Alfredo Nascimento começou a cair quando a VEJA denunciou a existência de um
mensalão do PR no ministério dos Transportes. Havia ali contratos
superfaturados, licitações fraudulentas e cobranças de comissões.
Alfredo desabou quando O GLOBO publicou, ontem, que dois anos após ser criada
com um capital social de R$ 60 mil, a Forma Construções, uma das empresas de
Gustavo Morais Pereira, filho do ex-ministro, amealhara patrimônio de mais de R$
50 milhões, um crescimento de 86.500%.
Foi Alfredo que decidiu sair por temer que sua família virasse alvo de
denúncias. Dilma tentou segurá-lo no cargo para ter tempo de arranjar um
substituto para ele. Não conseguiu.
Se depender de Dilma, o substituto de Alfredo não será um parlamentar. Ela
prefere alguém com um perfil técnico. O atual secretário-executivo do
ministério, por exemplo.
Se depender do PR, o substituto de Alfredo será um parlamentar. De porte
médio, o partido conta com uma bancada de pouco mais de 02 deputados federais.

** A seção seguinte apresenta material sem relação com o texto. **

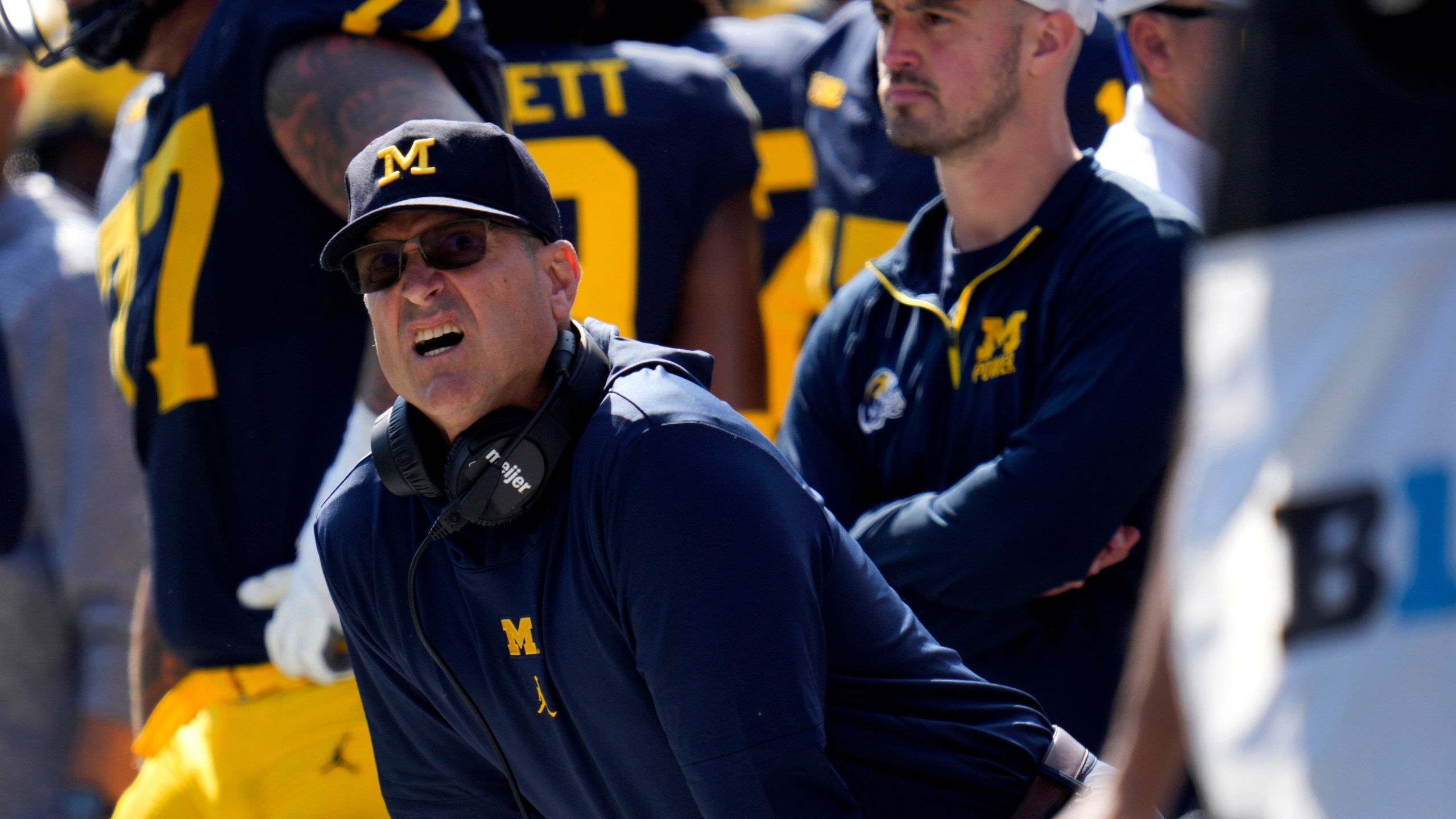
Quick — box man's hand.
[237,555,354,685]
[1040,526,1143,598]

Ameaça sonegar votos para aprovar projetos do governo caso Dilma não ceda à sua
vontade.
Por ora, Dilma ganhou tempo ao nomear um ministro interino. Mas a hora do
vamos ver não demorará muito a chegar.
A Casa Civil é um cargo privativo do presidente da República. Ninguém discute
que somente a ele cabe a escolha do seu ocupante. Foi fácil, portanto,
substituir Antonio Palocci quando se descobriu que ele enriquecera
subitamente.
Substituir Alfredo não será tão fácil assim.